See? I can recall all that precise detail but not the name of the store! ARGGH.

You know, I'm really thinking now that it was the Batman TV series that drew me into superhero comics. Most of my early reading were Harvey, Archie and Gold Key pubs. I like to think that between Magnus Robot Fighter and the Kurtzman Mad reprints I got some decent comic art appreciation education. :)

(I still have a crazy soft spot for Don Martin. His use of sound effects was really impressive and built the comedy)
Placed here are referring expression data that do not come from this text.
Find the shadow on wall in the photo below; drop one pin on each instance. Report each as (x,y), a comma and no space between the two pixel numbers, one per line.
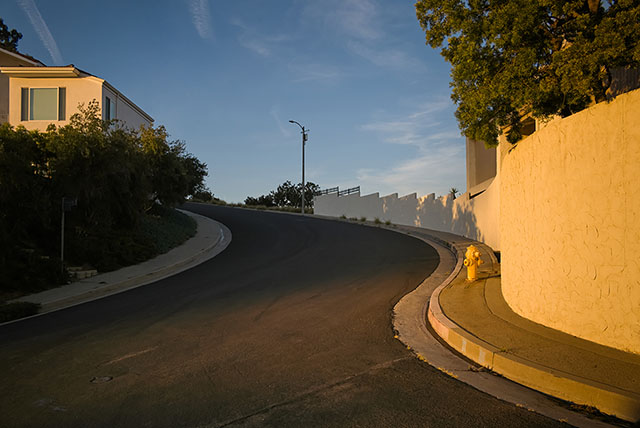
(443,214)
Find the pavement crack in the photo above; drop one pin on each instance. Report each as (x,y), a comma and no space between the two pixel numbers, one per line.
(315,390)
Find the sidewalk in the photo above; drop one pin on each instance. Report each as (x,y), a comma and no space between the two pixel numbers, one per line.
(211,238)
(474,319)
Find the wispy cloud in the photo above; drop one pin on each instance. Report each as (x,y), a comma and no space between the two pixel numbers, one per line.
(275,113)
(30,8)
(261,44)
(361,24)
(201,18)
(416,128)
(388,58)
(306,72)
(433,172)
(358,18)
(439,152)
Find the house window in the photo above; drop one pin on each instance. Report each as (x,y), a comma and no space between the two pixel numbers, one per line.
(109,109)
(43,104)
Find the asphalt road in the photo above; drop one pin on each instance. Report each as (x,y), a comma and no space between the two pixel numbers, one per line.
(289,326)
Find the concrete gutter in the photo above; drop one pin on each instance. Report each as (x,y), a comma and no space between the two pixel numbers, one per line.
(566,386)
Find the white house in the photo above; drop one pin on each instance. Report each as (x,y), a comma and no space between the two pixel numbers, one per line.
(34,95)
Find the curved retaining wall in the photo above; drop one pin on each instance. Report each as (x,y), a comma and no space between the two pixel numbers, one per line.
(570,224)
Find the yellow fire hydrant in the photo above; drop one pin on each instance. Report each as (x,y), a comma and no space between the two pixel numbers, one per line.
(472,261)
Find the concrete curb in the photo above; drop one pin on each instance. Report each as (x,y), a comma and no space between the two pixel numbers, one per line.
(608,399)
(93,291)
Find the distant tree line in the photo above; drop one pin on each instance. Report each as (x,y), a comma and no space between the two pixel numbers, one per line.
(286,195)
(118,176)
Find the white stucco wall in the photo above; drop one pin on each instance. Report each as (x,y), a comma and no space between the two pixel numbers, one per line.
(570,224)
(475,218)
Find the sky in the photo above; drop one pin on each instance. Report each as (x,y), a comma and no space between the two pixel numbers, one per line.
(226,77)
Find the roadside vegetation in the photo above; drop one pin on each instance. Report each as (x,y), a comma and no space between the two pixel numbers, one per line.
(285,198)
(120,185)
(515,59)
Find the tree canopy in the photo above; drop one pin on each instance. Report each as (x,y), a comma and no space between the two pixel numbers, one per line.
(9,38)
(513,58)
(121,179)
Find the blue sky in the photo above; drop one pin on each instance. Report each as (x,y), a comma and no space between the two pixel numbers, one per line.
(226,77)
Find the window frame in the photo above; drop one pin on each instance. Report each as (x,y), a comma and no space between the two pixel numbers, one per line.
(26,110)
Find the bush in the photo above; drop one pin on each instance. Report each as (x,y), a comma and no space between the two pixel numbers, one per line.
(114,174)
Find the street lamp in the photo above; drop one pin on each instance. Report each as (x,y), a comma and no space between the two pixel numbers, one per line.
(304,140)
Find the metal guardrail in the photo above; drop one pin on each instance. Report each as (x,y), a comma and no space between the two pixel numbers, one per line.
(345,192)
(327,191)
(349,191)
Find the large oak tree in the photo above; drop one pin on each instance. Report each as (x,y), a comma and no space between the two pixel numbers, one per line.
(512,58)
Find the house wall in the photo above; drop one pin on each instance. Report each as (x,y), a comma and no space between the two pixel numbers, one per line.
(8,60)
(4,98)
(569,205)
(124,111)
(78,90)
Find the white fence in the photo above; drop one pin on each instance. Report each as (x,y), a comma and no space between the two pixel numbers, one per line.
(473,214)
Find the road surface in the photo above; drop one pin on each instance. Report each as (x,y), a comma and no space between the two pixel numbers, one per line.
(289,327)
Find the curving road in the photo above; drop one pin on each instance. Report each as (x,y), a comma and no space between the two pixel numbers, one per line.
(289,326)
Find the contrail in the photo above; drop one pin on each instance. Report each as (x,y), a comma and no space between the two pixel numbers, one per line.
(41,28)
(201,18)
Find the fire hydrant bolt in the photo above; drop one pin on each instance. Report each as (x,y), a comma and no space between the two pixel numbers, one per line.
(472,261)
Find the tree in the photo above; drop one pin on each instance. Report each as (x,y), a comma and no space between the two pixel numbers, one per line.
(516,58)
(9,38)
(286,195)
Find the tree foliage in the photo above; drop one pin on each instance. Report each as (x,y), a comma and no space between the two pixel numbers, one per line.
(116,174)
(9,38)
(286,195)
(512,58)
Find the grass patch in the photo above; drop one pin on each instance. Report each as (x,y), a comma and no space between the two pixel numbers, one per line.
(167,228)
(15,310)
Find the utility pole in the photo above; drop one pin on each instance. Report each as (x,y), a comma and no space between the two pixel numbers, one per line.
(304,141)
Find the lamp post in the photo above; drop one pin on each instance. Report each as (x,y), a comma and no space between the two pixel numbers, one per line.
(304,140)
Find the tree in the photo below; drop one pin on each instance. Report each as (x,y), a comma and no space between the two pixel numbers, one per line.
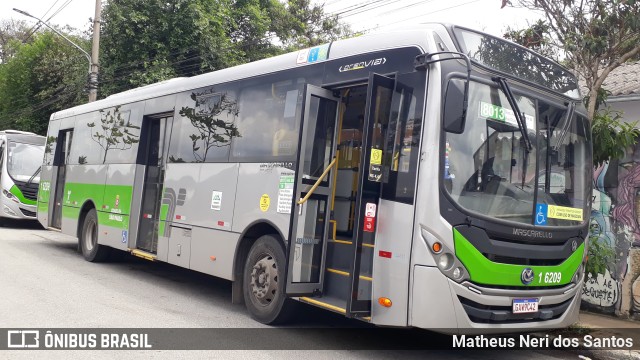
(39,78)
(208,118)
(115,131)
(12,34)
(148,41)
(594,37)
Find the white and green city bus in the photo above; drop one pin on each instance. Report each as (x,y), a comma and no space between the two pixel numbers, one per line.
(20,160)
(435,177)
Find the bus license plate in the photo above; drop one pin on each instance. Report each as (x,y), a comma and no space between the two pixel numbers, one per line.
(521,306)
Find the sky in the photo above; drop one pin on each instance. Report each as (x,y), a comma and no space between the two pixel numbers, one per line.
(484,15)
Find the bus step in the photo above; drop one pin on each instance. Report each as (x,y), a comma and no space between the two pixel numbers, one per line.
(143,254)
(365,277)
(337,284)
(329,303)
(340,255)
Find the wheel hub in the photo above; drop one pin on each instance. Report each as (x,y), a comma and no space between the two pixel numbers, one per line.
(264,280)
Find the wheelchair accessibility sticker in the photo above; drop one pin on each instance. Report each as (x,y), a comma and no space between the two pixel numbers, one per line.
(544,211)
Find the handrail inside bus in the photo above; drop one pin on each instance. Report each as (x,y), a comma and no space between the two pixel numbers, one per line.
(313,188)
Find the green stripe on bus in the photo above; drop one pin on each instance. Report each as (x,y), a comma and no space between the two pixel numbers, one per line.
(484,271)
(109,198)
(114,220)
(17,193)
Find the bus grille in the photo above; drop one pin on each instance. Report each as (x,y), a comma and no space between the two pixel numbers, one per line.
(28,213)
(522,261)
(487,314)
(30,191)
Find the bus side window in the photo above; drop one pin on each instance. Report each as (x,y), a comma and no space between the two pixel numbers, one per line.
(403,139)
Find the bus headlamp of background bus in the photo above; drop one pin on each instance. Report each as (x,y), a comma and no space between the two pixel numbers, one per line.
(445,258)
(10,196)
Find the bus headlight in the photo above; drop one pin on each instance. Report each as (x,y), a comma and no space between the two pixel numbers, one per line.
(444,258)
(10,196)
(445,261)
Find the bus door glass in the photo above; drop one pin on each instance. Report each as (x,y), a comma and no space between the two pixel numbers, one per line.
(315,167)
(373,162)
(61,159)
(155,129)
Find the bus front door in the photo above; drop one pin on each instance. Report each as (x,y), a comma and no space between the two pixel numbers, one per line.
(313,189)
(366,192)
(60,160)
(153,154)
(354,184)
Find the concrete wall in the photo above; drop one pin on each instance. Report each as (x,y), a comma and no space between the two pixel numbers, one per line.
(613,282)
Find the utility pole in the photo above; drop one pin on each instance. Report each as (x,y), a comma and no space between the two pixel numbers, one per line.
(95,47)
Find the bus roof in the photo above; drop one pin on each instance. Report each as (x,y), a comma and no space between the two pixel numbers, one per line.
(411,37)
(24,137)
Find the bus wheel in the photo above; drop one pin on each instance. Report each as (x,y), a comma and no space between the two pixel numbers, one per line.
(91,250)
(264,282)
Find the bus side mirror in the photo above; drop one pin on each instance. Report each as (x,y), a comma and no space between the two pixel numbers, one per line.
(455,106)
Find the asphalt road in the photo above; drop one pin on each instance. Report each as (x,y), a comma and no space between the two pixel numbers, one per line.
(45,283)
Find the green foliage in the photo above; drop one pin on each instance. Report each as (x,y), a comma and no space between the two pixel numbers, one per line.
(208,118)
(143,42)
(39,78)
(611,136)
(594,37)
(600,254)
(534,37)
(115,131)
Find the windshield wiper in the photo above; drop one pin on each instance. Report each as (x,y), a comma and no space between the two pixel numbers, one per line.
(34,175)
(520,119)
(567,123)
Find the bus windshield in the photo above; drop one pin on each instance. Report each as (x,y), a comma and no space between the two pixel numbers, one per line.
(490,171)
(24,160)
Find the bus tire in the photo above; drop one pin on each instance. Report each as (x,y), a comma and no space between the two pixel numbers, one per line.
(264,282)
(91,250)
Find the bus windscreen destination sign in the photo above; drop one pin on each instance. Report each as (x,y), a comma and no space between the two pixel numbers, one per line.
(496,112)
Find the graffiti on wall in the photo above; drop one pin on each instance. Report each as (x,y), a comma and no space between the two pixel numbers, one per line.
(614,231)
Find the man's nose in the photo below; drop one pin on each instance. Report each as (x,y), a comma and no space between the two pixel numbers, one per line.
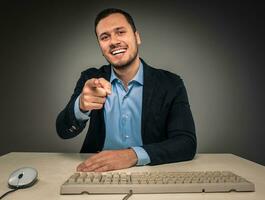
(115,40)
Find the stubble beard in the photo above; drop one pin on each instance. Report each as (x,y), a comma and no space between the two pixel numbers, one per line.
(126,64)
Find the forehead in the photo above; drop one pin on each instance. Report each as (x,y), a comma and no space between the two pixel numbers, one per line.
(111,22)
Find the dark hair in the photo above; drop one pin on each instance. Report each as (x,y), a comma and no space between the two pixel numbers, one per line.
(106,12)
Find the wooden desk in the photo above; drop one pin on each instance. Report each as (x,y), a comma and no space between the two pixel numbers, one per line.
(55,168)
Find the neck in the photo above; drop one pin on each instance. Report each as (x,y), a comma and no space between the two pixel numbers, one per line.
(126,74)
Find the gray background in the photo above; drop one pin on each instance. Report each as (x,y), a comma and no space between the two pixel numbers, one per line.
(217,48)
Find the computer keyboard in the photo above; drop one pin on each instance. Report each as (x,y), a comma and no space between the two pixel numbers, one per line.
(155,182)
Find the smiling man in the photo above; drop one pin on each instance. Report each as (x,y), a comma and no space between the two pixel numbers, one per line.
(137,114)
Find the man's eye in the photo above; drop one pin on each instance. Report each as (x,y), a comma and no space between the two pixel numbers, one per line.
(121,32)
(104,38)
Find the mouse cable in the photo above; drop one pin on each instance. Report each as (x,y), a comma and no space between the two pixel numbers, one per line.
(128,195)
(8,192)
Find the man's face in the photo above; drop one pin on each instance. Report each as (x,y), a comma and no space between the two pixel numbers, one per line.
(118,42)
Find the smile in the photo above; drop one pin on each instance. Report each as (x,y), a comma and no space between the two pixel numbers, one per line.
(118,51)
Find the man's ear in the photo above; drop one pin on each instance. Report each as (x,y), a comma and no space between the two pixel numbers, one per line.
(138,39)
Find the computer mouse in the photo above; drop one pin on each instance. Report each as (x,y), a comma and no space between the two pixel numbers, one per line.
(23,177)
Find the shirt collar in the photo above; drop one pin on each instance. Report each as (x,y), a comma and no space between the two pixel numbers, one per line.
(137,78)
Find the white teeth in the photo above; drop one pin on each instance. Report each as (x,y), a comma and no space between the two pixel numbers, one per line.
(118,51)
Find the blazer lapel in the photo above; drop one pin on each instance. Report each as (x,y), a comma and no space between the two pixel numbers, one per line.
(148,92)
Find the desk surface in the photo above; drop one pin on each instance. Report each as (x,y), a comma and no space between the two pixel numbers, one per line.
(55,168)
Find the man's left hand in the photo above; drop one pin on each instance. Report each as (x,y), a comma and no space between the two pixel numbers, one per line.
(109,160)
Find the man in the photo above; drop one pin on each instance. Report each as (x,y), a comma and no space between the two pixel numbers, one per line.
(137,114)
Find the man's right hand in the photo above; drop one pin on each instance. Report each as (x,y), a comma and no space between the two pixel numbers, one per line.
(94,94)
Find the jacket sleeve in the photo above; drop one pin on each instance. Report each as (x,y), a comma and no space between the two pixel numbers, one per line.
(67,126)
(180,139)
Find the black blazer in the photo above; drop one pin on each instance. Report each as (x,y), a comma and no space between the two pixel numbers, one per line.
(168,131)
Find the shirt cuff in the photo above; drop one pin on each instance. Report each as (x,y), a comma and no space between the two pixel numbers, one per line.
(143,157)
(79,115)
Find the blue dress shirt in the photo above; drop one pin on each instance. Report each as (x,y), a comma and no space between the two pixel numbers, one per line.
(122,114)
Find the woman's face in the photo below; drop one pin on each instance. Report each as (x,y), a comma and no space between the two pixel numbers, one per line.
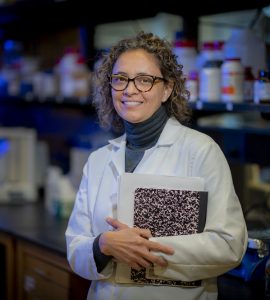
(131,104)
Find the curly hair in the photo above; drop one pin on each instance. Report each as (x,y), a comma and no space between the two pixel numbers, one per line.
(176,105)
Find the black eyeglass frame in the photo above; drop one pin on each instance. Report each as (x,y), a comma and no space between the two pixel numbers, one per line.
(133,79)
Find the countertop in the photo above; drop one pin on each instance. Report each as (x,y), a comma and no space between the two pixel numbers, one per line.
(32,222)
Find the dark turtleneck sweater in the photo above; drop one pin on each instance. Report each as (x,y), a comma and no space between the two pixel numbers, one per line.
(140,137)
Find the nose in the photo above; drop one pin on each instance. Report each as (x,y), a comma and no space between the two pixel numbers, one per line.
(131,88)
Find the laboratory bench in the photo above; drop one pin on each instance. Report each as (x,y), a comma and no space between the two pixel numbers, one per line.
(33,253)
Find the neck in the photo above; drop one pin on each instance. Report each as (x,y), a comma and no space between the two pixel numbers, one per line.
(145,134)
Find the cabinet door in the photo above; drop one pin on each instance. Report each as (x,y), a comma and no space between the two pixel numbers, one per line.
(7,271)
(44,275)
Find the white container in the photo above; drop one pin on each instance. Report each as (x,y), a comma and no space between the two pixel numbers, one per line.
(192,85)
(245,44)
(209,82)
(232,80)
(186,55)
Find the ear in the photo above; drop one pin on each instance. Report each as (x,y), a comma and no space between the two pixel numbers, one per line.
(167,91)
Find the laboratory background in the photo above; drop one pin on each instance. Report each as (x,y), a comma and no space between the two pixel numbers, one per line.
(49,50)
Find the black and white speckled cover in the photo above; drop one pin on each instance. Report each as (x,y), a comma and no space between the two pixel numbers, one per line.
(168,212)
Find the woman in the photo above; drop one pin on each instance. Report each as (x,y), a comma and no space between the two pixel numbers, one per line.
(140,88)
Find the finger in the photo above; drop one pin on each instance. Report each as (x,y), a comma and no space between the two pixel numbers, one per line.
(159,261)
(154,246)
(146,233)
(115,223)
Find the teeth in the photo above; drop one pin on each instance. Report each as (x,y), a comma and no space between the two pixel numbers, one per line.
(132,103)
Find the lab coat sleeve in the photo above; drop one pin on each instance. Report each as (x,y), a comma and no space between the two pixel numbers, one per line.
(79,236)
(223,243)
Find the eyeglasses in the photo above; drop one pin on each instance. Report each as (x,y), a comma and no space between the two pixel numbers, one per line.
(143,83)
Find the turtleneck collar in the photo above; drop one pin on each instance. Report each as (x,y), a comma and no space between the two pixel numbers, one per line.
(145,134)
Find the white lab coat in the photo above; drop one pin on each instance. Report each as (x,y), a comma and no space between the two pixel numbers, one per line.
(180,151)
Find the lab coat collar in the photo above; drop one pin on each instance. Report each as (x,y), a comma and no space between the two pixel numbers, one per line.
(172,131)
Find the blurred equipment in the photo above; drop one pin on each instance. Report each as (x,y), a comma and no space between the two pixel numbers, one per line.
(18,181)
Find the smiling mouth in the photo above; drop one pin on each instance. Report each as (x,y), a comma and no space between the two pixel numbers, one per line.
(131,103)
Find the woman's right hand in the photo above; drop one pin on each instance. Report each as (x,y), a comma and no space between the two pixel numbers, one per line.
(131,246)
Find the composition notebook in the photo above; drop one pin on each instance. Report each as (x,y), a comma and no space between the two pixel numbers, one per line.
(168,206)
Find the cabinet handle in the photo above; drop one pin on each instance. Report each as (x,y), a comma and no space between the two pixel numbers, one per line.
(40,271)
(29,283)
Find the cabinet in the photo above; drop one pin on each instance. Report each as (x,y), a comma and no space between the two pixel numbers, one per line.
(7,269)
(40,273)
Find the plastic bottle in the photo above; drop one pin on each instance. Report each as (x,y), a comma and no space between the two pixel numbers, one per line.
(186,55)
(262,87)
(192,85)
(248,85)
(211,50)
(209,81)
(232,80)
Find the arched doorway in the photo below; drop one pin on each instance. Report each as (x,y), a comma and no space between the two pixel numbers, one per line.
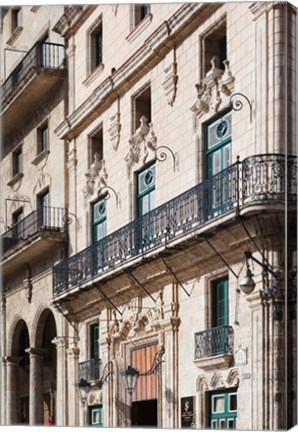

Date: 2017-01-17 01:16 pm (UTC)
From: (Anonymous)
Although Matt has effectively disavowed the existence of The Making of the Star Dipwads, having omitted it from the digital preservation effort and thus making it the CPF equivalent of the Star Wars Christmas Special--perhaps Corn Dog 7 is the CPF equivalent of A New Hope, as it's only "officially" available in the Special Edition sans "who the Hell are YOU?" edition--it is perhaps the CPF work I remember most alongside Bad American Dubbing. I'm pretty sure I saw the antics of Ego Hat and Leper Jim trying to dispose of a sheet-wrapped body in the mall before I actually saw a proper copy of Megazone 23 Part II, and to this day it's the first thing that comes to mind whenever I see Klondike bars.

Sadly, all my VHS tapes were left abandoned in a closet in a foreclosed home so I can only cling to the memories. Truly, "Ego Hat...you've ruined...my life!"